The Chief Executive Officer, FEMADEC Energy Limited, Fola Akinola, revealed this at the South-South/South-East Stakeholders Engagement Meeting on Presidential Initiative on CNG held in Port Harcourt, Weekend
Akinola, who stated that modalities have been concluded on the project, stressed the need for investment by stakeholders as a way of driving home the initiative of the Federal Government to ease the gas plight of its citizens.
Akinola said, “CNG is an old technology. We want to tell you that you have the opportunity to convert your vehicle from fuel to CNG. The stations will be launched in Port Harcourt and we are launching a refueling unit alongside. Rivers State is going to have a micro refuelling unit at Stadium Road and in GRA.
“For those that want to invest in CNG refuelling units, it is available. Even those who have fuel station facilities can as well invest in this”.
Earlier, the Programme Director, Presidential Initiative on Compressed Natural Gas, Michael Oluwagbemi, noted that Rivers State was the heart of oil and gas Region, insisting that the initiative was for the good of the nation as a whole.
“The initiative of the government is critical to our national development and to the well-being of the people.
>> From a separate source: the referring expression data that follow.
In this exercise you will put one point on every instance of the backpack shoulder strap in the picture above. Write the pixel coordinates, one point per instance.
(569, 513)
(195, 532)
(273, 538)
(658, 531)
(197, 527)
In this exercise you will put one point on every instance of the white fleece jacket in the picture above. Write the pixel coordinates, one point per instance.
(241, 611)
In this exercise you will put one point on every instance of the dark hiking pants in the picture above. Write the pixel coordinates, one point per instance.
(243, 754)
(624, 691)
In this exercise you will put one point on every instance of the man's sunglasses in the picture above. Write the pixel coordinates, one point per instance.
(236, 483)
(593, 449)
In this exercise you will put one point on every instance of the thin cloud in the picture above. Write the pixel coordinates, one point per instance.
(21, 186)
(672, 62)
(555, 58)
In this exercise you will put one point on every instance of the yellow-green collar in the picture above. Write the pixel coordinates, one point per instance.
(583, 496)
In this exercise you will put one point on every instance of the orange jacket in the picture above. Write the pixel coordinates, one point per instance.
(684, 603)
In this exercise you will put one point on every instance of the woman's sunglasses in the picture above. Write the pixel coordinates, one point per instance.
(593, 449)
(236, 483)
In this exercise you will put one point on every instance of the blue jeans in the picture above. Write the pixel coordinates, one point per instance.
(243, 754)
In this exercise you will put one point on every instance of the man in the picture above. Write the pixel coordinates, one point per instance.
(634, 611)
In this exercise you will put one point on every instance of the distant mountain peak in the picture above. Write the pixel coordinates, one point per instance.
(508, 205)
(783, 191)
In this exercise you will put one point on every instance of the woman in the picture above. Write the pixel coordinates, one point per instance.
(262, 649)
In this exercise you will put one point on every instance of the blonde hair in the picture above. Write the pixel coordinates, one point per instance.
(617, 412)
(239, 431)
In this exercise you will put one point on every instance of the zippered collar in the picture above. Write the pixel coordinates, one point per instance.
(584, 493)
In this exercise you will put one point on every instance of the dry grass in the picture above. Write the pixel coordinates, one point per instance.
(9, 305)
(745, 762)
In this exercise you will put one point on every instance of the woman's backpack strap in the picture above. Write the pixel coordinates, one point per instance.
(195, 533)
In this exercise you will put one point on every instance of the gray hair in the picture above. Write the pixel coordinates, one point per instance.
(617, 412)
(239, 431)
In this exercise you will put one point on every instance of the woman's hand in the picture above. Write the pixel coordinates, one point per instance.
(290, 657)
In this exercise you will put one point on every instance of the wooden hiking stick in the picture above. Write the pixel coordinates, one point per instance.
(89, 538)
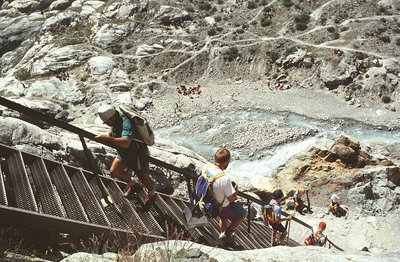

Rivers State is the heart of the oil and gas region”, he stated.
Oluwagbemi, however, expressed regret that over the last five to six decades, these resources have continued to waste.
“Nigeria is the second largest waste of oil and gas. We exploit it and waste it, then continue to suffer poverty. The President has set us on natural gas features and set up the nation on the path of growth. The use of gas ensures we have energy savings. Mind you, the price of Natural gas is controlled by the government.
“What the President is asking is to do more with the blessings God has given us. If we are able to move three million vehicles in the next three years, we are going to end the era of environmental degradation”, he said.
The Programme Director further said, “We will stop subsidising poverty, importing unemployment and exporting jobs.